Now this all sounds like it will work, but all my work is simply a series of ‘what ifs’ and ‘maybe this or that.’ I love creating this way, but I know it’s not for everyone. I do appreciate suggestions from those of you who have already tried something that I may be heading toward. I don’t need to re-invent the wheel and will happily learn from your mistakes as well as my own!

Oh, yes…I’m much happier already!

There’s basting and then there’s basting…

Thread basting…glue basting…my preference is always going to be spray basting. On these first polka-dot pieces I wasn’t sure how I was going to construct them, so I started out with pinning. I knew that I did not want any fusible because it’s harder to stitch through, especially if you have multiple layers.

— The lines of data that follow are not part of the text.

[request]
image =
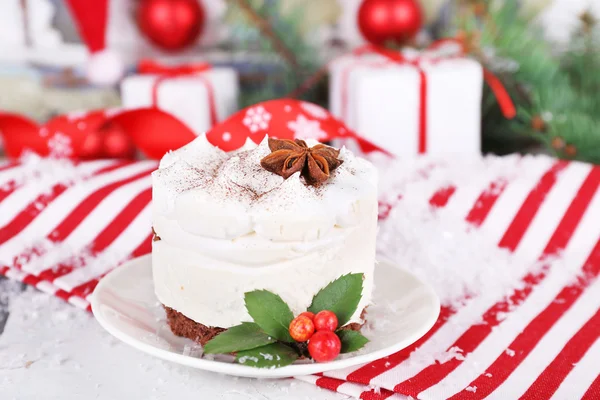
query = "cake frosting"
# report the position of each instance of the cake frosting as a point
(228, 226)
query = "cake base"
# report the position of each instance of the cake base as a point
(183, 326)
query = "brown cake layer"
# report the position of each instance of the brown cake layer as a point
(183, 326)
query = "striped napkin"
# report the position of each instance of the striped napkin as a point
(62, 227)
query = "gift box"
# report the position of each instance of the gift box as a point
(410, 102)
(198, 95)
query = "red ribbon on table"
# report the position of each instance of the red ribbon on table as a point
(166, 72)
(504, 101)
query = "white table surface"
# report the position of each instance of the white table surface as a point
(52, 350)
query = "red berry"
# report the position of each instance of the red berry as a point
(301, 328)
(308, 314)
(324, 346)
(325, 321)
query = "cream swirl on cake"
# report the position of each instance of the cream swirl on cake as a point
(228, 226)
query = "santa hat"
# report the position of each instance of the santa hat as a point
(104, 67)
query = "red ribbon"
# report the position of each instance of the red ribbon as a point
(506, 105)
(166, 72)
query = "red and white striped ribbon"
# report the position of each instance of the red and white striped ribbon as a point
(539, 342)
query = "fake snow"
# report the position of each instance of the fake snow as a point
(440, 247)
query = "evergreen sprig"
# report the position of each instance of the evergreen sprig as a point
(560, 87)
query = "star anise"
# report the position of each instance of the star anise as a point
(290, 156)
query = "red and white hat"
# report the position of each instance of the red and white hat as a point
(104, 67)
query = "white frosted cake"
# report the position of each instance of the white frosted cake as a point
(225, 225)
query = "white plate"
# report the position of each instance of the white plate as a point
(124, 303)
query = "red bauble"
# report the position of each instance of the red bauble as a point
(324, 346)
(171, 24)
(382, 21)
(325, 321)
(92, 146)
(116, 143)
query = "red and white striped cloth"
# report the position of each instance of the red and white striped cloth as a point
(541, 342)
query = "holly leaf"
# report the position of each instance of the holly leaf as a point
(270, 312)
(351, 340)
(273, 355)
(340, 296)
(246, 336)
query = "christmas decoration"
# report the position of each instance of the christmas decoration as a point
(116, 143)
(555, 92)
(171, 24)
(389, 21)
(197, 94)
(265, 344)
(275, 29)
(414, 102)
(105, 67)
(283, 119)
(76, 136)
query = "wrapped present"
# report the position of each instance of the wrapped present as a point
(411, 102)
(199, 95)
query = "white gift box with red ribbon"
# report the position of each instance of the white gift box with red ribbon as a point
(198, 95)
(411, 102)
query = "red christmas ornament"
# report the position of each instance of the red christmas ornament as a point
(171, 24)
(92, 148)
(382, 21)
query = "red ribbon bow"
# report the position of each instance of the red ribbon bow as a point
(504, 101)
(167, 72)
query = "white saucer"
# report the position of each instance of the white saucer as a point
(403, 310)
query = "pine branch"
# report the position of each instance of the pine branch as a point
(267, 30)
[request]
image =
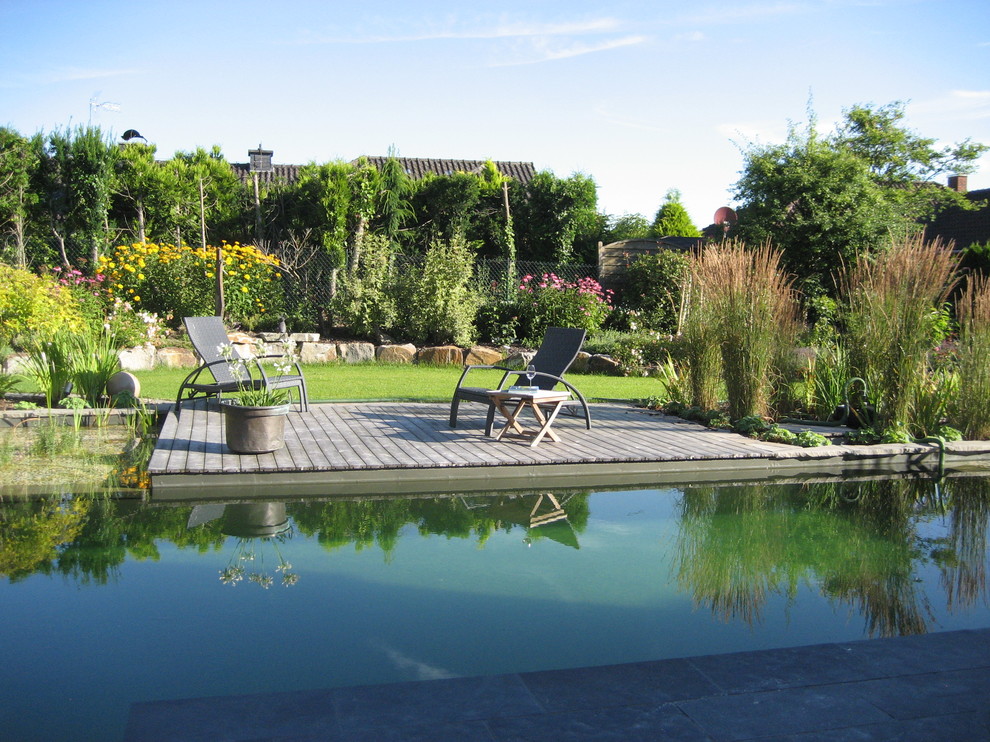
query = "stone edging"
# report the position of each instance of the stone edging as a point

I picked out some really gorgeous threads to embroider with, too.

As I’m looking at them now, I may have to ask Denise to order more. I took the last she had of most of those skeins and I’m really falling in love with them.

Thinking….thinking…and I got out the glue stick and stuck some pieces down on the smaller piece. It’s about 20″ square or so, and I’ll feel better if that’s spray basted to the batting. If I were only doing machine stitching, it would be fine.

On the larger piece, I basted around the edges of each piece with thread. This piece is roughly a yard square and when I made the decision to hand stitch on batting, I just went ahead and spray basted it to the batting. Life is too short to spend it basting. I’d rather spend my time stitching with the pretty thread!

Ready to go!

So what’s the big deal with the basting, you ask? It’s an art quilt so what does it matter? Well, I have this idiosyncracy that if there is glue sprayed or glue stick spread, the glue must be washed out of the piece before it is hung up. Fusible–that doesn’t bother me at all, but other glues need to be washed. I have no idea how that will affect the threads I add because I usually avoid the issue and work on smaller pieces.

This will be an interesting experiment in the end…but that won’t be for quite a while. I plan on lots of stitching and nothing in a hurry!